Por ejemplo: Respire tranquilo, no voy a ponerle la multa.
Gracias!


----------



## infinite sadness

Io direi "vai tranquillo", "vada tranquillo".


----------



## LAERRANTE

"Riprendi fiato" al limite, ma "respira tranquillo" no..


----------



## Neuromante

"Stia tranquillo" me parece perfecto. O "Si tranquilizi"

"Vada tranquillo" no sirve. No tiene el sentido de "aquí y ahora" del español


----------



## gatogab

infinite sadness said:


> Io direi "vai tranquillo", "vada tranquillo".


A me l'hanno detto proprio così, dandomi del lei. E non mi hanno multato


----------



## infinite sadness

Infatti è un'espressione idiomatica da vero vigile urbano.


----------



## Neuromante

Pero no le está diciendo que se puede ir, se lo dice en medio de la conversación, o mientras está mirándole el coche.
Es un matiz de la expresión española que contradice el "vai/vada"
Vada tranquilo se dice "Puede seguir"


----------



## gatogab

Monviso said:


> Para decirle a alguien que se relaje se le puede decir así. En italiano se puede traducir literalmente, _respiri tranquillo_? Me hace falta una expresión idiomática, que se entienda, y no un mero "stia tranquillo"...
> 
> Por ejemplo: Respire tranquilo, no voy a ponerle la multa.
> Gracias!


  Non credo che qualcuno, almeno in Italia, rimanga senza respiro davanti alla minaccia di essere multato.
Al contrario, non fa altro che parlare, lamentoso per commuovere al multante, oppure arrabbiato se vuole avere la multa.


----------



## Neuromante

Bueno.
En español se está diciendo que respire *tranquilo*, no que vuelva a respirar. ¿Algo de lo que has puesto se hace respirando *con tranquilidad?* 

En todo caso, lo que he dicho es que esa frase se usa *durante* la conversación, no es una frase para cerrarla, o que se use como añadido. Así que "vada tranquilo", si se pudiera usar como traducción, estaría usando un verbo que no puede usarse: Andare por stare/rimanere


----------



## LAERRANTE

Neuromante said:


> Pero no le está diciendo que se puede ir, se lo dice en medio de la conversación, o mientras está mirándole el coche.
> Es un matiz de la expresión española que contradice el "vai/vada"
> Vada tranquilo se dice "Puede seguir"



Concordo pienamente.
Vada tranquillo è un'espressione usatissima in Italia per intendere stia tranquillo, cioè uno stato d'animo. 
Detta da un vigile, però, cambia sfumatura, perché a quel punto quel vada viene inteso come verbo andare, come un moto, nel senso di "proceda pure per la sua strada tranquillamente", "continui a guidare", non come "stia tranquillo". 
Non so se sono riuscita a spiegarmi..
Secondo me non funziona.


----------



## Monviso

Mi sembra che "vada tranquillo" si usi anche per dire a qualcuno che può continuare a fare quello che stava facendo, che non ci sono problemi (caso del vigile oppure una situazione molto più familiare). E' sottointesa un'azione, anche se non sempre. 
Mi pare che vada bene la traduzione "stia tranquillo", per mantenere il senso dello spagnolo "Relájese/respire tranquilo"


----------



## LAERRANTE

Monviso said:


> Mi sembra che "vada tranquillo" si usi anche per dire a qualcuno che può continuare a fare quello che stava facendo, che non ci sono problemi





> caso del vigile oppure una situazione molto più familiare


 Non nel caso del vigile, perché *in questo caso è sottintesa un'azione ed una ben precisa, che è quella di "procedere nella guida"*, non di "stare" tranquillo.

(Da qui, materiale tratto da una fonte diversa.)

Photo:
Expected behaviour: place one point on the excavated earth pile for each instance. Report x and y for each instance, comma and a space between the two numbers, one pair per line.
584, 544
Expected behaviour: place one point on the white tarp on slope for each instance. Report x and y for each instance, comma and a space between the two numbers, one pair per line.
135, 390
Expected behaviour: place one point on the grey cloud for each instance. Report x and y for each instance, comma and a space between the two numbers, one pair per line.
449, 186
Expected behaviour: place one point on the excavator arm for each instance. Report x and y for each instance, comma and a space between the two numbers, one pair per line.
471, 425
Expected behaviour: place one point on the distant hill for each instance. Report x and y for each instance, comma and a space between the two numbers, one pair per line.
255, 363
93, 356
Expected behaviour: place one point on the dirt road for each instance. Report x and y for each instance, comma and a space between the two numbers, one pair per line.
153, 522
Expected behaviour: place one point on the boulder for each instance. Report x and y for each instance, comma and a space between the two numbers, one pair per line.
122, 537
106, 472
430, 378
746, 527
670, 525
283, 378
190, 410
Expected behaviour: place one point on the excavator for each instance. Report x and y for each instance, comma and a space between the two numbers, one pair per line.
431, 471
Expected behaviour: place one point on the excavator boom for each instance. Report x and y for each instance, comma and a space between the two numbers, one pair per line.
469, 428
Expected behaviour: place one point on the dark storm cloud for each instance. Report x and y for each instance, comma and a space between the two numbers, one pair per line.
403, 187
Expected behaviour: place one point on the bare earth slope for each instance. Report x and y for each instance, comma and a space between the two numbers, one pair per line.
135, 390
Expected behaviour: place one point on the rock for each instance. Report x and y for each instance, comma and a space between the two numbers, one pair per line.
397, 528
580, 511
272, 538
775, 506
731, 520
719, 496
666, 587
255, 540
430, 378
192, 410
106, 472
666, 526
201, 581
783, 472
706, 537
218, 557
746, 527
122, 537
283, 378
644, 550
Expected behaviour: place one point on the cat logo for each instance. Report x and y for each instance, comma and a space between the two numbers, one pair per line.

> Mi pare che vada bene la traduzione "stia tranquillo", per mantenere il senso dello spagnolo "Relájese/respire tranquilo"


 Anche secondo me!
Ciao


----------



## infinite sadness

Monviso said:


> Mi sembra che "vada tranquillo" si usi anche per dire a qualcuno che può continuare a fare quello che stava facendo, che non ci sono problemi (caso del vigile oppure una situazione molto più familiare). E' sottointesa un'azione, anche se non sempre.
> Mi pare che vada bene la traduzione "stia tranquillo", per mantenere il senso dello spagnolo "Relájese/respire tranquilo"


Scusa Monviso, ma non eri tu che avevi chiesto di avere una frase diversa da "un mero" "stia tranquillo"?


----------



## otherwise

Yo diría:

Stà tranquillo! o  Rilassati!

Existe también en italiano una expresión idiomatica para expresar que no hay que preocuparse minimamente por algo:

"Puoi dormire sonni tranquilli"

Espero haberte ayudado!


----------



## Monviso

Eccome! grazie del repertorio...


----------